И Генеле с пылающими глазами летала по рынку, приглядываясь, ругала товар, хвалила погоду, какой-то толстой украинке, спешащей на поезд, желала доброго здоровьечка, успела обозвать унылого длиннолицего восточного человека «сумасшедшим на всю голову»; она размахивала руками, теребила петрушку, мимоходом объясняла Гале, что морковь надо выбирать только с круглым кончиком, мяла увядший баклажан, нюхала острым носом огурцы «с пипырышками», как она их называла, ругала засол, растирала между большим и указательным пальцами каплю меда и шептала племяннице:
– Чистый мед впитывается весь, без остатка, а если остаток, значит, нечистый!
У простенькой подмосковной бабушки она купила морковь, свеклу и две репки за половину уже сниженной цены, а в придачу получила еще и последний кривой кабачок, который отложила в свою сумочку, считая его законной комиссией за покупки, которые оплачивала Галя.
– Мне нужно сто пятьдесят грамм, – требовала она у продавщицы, но та, не привыкшая обращаться с такими малыми количествами, сбросила с ножа на весы тонкий пласт слоистого творога, который весил почти триста.
– Зачем мне столько, мне нужно сто пятьдесят!

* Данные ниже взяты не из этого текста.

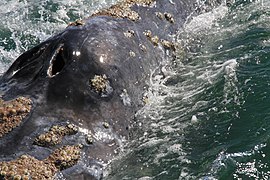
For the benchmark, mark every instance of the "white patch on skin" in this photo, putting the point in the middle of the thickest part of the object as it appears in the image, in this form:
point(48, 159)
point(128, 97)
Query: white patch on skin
point(125, 98)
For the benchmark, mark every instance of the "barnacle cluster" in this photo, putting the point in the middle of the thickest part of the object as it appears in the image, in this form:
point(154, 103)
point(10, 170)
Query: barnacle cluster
point(123, 9)
point(100, 83)
point(169, 17)
point(167, 44)
point(12, 113)
point(153, 39)
point(27, 167)
point(129, 33)
point(55, 135)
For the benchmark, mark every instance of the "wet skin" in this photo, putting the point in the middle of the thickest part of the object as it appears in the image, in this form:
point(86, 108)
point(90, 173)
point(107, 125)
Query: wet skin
point(92, 75)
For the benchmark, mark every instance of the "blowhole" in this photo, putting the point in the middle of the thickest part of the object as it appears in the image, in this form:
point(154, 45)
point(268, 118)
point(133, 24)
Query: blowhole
point(57, 62)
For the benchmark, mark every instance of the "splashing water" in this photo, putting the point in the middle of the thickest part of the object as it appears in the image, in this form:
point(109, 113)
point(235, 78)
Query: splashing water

Неужели я не могу взять сколько мне нужно, а? – настаивала она, и флегматическая продавщица заворачивала в белую бумагу творог и презрительно ворчала:
– Да ладно уж, я не обеднею.
А Генеле, победно глядя на Галю, шепотом вещала:
– Ну, ты понимаешь? Голову надо иметь! Голову! Я же вижу по ее повадке, она такая ленивая, что ей лень даже обратно отложить. А сто пятьдесят грамм они вообще положить не могут, всегда больше!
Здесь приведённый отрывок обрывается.